The net loss narrowed to 45.2 million euros ($51 million) from a loss of 876 million euros a year ago when it wrote off goodwill and intangible assets. That misses the 17.7 million- euro average estimate of seven analysts surveyed by Bloomberg News. The bank proposed increasing the full-year dividend to 11 cents a share.
Chief Executive Officer Victor Massiah is cutting costs and reviewing the lender’s product range to expand in more lucrative markets and offset lower margins from lending. UBI is reviewing possible combinations with other cooperative banks after a new law forced such lenders to turn into joint stock firms.

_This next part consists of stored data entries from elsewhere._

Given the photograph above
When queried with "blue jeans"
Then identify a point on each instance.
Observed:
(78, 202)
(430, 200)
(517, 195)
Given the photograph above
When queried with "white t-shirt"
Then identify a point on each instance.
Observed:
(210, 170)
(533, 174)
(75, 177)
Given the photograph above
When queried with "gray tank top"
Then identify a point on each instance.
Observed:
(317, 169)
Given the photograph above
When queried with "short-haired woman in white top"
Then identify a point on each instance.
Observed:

UBI booked 98.7 million euros in one-time charges, including its share of costs for rescuing four regional banks, a contribution to a deposit-guarantee program and 95 million euros related to job losses agreed to with unions in December. The charges were partially offset by a 75.3 million-euro gain from the sale of its stake in the Italian banking-services provider Istituto Centrale delle Banche Popolari SpA.
For 2016, UBI expects a lower cost of credit and higher interest margins.
Revenue rose 6 percent from a year earlier to 903.8 million euros, while provisions for bad loans fell 19 percent to 245 million euros. The bank’s fully loaded common equity Tier 1 ratio, a key measure of financial strength, stood at 11.6 percent as of Dec. 30.